The White House is “actively” discussing possible candidates to replace James Mattis as the secretary of defense, a media report has revealed, amid intensified speculations that the Pentagon chief may step down after the disclosure of his criticism of President Donald Trump.
AVA- Citing a senior White House official, The Washington Post reported on Wednesday that “the speculation about who replaces Mattis is now more real than ever.”
According to the report, many officials close to the Trump administration had already expected that Mattis would leave his position sometime over the next few months.
Trump, however, rejected the report, stressing that Mattis will remain in his job.
“He’ll stay right there.
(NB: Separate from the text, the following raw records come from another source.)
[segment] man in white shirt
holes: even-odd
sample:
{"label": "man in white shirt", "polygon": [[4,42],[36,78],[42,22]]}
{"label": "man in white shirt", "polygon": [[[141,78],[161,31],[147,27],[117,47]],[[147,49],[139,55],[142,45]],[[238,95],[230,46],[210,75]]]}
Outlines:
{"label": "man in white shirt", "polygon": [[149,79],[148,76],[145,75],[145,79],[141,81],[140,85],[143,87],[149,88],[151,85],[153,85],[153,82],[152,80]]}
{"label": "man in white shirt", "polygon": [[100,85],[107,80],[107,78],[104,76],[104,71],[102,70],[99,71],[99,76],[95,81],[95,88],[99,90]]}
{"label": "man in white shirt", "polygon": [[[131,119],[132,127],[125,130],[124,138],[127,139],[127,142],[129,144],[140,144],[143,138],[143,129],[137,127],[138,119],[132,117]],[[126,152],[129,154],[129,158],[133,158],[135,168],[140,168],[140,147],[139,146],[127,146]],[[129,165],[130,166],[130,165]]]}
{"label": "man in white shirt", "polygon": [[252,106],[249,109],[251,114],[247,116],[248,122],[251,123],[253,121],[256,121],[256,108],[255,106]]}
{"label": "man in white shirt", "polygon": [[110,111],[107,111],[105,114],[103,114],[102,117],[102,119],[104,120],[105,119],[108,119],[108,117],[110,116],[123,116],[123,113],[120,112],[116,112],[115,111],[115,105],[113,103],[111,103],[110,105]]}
We’re very happy with him. We’re having a lot of victories,” Trump told reporters on Wednesday.
What fueled these speculations were excerpts from a new book by veteran journalist Bob Woodward that claimed Mattis had told associates Trump “acted like — and had the understanding of — ‘a fifth- or sixth-grader’.”
Mattis has denied the remarks attributed to him, describing Woodward’s book as "a fiction."
Officials working to frustrate Trump agenda'
Meanwhile, an anonymous senior official said in an op-ed in The New York Times that top members of Trump's administration are so alarmed by his "erratic" and "amoral" behavior they are actively working to undermine him.
In a Wednesday piece entitled, “I Am Part of the Resistance Inside the Trump Administration,” the anonymous official said the president's own staff see him as a danger to the nation.
“We believe our first duty is to this country, and the president continues to act in a manner that is detrimental to the health of our republic,” the official added in his op-ed.
“Many of the senior officials in his own administration are working diligently from within to frustrate parts of his agenda and his worst inclinations.”
Outraged by the article, Trump called it a “gutless editorial” and blasted the newspaper as “dishonest”. His spokeswoman Sarah Sanders also described it as a “pathetic, reckless, and selfish” piece, and condemned the New York Times for publishing it.